What does this tell us about Dustin Penner as a person?  As well paid professionals, all of us have inherent obligations that go with the job.  For a lawyer, it is keeping up with the legal code that governs his area of practice.  Doctors have to constantly study the relevant drug formularies.  For a professional athlete, it is simple, stay in shape.  Many of us do that as a matter of course, taking up precious time in our day, for the health benefits even though we are not paid a dime for our efforts.  Penner, on the other hand is paid $4.25 mm dollars a year to stay in shape.  Put another way, he has only two things he must do each day outside of an actual game – go to practice and work out.  Based on what we saw last year, he failed to perform his primary responsibility as a professional.  Worse yet, because Penner is an extremely gifted athlete, one with abilities that lots of players with far less skill would die for, he can be accused of wasting away his talent.  In addition, Penner played on a losing team going nowhere- that we all know.  It is hard to escape the conclusion that he quit on his teammates.  Having served in the military, I remember you can complain all you want about the mission, the living conditions and your commanding officer, but you never, ever let the guy next to you down.  It is sad to think that Penner, going into the fourth decade of his life, still has not learned this basic lesson.
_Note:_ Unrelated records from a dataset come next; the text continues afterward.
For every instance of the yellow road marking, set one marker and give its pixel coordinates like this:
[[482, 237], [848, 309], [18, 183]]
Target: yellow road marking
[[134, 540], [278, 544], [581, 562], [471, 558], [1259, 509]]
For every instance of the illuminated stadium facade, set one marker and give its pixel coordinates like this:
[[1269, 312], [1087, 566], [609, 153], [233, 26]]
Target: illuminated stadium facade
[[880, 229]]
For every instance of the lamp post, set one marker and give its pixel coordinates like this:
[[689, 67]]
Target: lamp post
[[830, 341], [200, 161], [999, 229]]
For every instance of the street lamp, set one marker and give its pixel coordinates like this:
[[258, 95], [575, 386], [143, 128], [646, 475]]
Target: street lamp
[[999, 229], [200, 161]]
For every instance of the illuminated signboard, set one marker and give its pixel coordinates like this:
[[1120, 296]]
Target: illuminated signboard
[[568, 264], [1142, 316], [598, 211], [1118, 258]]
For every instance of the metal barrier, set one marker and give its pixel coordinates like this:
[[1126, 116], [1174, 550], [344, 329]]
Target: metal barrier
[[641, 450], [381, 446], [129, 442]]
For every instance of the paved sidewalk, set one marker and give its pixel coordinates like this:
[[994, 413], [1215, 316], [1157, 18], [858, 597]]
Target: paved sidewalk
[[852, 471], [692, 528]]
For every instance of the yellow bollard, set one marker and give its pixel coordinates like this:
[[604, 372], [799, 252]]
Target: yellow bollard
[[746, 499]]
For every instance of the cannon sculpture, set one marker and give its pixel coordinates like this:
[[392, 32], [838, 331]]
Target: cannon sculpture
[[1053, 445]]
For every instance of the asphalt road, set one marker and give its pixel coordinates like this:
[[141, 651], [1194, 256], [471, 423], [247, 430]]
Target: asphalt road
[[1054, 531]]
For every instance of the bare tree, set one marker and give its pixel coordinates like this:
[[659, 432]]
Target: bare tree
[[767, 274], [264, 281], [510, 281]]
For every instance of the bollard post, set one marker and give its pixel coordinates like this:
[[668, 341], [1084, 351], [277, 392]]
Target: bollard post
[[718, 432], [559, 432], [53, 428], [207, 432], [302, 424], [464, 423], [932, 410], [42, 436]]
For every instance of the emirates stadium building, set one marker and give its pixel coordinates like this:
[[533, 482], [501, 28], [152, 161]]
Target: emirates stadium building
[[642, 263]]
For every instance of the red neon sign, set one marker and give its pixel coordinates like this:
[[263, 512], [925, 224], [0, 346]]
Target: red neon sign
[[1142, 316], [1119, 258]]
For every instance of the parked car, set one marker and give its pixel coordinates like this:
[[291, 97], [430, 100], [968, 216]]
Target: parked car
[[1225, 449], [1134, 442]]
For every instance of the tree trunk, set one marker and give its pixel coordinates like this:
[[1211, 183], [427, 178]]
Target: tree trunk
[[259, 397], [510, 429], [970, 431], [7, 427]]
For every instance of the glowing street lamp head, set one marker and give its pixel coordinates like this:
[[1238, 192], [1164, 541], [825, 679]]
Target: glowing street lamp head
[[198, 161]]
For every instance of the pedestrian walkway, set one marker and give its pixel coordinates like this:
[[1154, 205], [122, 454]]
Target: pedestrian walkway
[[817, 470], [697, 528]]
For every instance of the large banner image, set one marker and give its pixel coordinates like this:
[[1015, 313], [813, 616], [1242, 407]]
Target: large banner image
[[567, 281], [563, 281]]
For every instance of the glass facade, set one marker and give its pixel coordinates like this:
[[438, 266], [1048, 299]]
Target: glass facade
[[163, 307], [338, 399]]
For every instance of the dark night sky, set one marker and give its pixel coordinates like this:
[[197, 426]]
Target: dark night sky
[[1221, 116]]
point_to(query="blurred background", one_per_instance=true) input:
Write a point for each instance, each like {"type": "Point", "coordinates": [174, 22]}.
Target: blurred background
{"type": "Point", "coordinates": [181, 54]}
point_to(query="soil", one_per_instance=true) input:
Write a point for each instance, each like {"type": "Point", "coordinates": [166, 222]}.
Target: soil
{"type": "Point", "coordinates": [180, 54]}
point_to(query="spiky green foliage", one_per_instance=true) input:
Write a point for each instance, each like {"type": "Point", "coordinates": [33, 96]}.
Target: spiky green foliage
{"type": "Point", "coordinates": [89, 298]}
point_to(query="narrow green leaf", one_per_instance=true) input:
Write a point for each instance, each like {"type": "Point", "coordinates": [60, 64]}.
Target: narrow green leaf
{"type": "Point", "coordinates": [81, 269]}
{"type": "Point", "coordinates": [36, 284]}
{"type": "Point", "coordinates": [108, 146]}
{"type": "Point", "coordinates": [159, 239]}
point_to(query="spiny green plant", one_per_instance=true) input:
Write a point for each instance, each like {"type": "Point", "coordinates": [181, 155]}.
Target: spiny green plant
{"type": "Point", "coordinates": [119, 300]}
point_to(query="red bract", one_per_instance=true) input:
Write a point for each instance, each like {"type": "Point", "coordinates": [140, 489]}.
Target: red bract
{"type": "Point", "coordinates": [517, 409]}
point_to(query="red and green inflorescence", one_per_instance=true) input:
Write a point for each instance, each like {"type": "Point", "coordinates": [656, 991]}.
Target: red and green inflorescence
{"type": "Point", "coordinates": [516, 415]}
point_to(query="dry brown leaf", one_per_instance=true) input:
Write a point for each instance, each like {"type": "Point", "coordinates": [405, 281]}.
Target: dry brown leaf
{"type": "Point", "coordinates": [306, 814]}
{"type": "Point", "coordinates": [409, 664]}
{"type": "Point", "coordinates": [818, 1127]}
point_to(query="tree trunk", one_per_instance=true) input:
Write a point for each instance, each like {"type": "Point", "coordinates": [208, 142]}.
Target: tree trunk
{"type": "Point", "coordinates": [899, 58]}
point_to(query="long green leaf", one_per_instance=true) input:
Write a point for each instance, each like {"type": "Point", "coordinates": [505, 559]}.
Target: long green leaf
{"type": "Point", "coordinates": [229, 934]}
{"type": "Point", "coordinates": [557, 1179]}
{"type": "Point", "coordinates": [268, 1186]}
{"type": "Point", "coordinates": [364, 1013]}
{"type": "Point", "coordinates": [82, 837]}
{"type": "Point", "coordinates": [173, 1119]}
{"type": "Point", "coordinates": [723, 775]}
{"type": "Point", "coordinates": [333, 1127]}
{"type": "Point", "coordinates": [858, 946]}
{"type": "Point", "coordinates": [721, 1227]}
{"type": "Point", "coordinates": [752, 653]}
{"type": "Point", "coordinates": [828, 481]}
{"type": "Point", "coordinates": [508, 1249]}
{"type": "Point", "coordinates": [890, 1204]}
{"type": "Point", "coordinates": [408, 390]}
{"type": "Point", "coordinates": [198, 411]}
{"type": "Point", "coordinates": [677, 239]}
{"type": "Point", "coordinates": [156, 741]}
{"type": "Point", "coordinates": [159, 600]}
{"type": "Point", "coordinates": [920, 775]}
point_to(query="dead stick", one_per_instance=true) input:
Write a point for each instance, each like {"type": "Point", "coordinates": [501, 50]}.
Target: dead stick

Looking forward, all reports indicate that Penner has been working out hard this summer.  Funny what a little shame and a contract year can do for one’s attitude.  There is little doubt he is going to get lots of quality minutes playing with excellent line mates and will have every opportunity to succeed.  With his skill set, a 50-60 point season is the floor for what we should expect this season from Dustin, and he could be even better.  That will make him eligible for a big payday.  Direct comparables are difficult to find, but Shane Doan at $4.55 mm would be at the very low-end and Rick Nash at $7.8 mm at the top of the spectrum of what Penner can expect as a salary on the open market.  Given Penner’s age and the fact this will be his last big contract, he will probably be looking for a deal between $5.5 and $6.5 million if he hits or exceeds 60 points.  Perhaps, he could be had at the low-end of that range given that his home is in Los Angeles, and his wife has her career here.

I believe the Kings should pass on such a deal.  Despite a matchless skill set that is as rare as it is a marvel to observe when properly honed, do the Kings really want to commit that much cap space to a player that only works hard when in a contract year?  Yes, 60 point power forwards do not grow on trees and size cannot be coached, but in Dean Lombardi’s system, with its emphasis on building from the back forward, there is only room for one highly paid wing within our salary structure.  That cannot and should not be given to a player who needs to be pushed by his coaches rather than motivating himself and one who has grown disinterested playing on a losing team.  Doing so would send the wrong message to the locker room while at the same time disrupting the culture which Lombardi is working so hard to build on the Los Angeles Kings.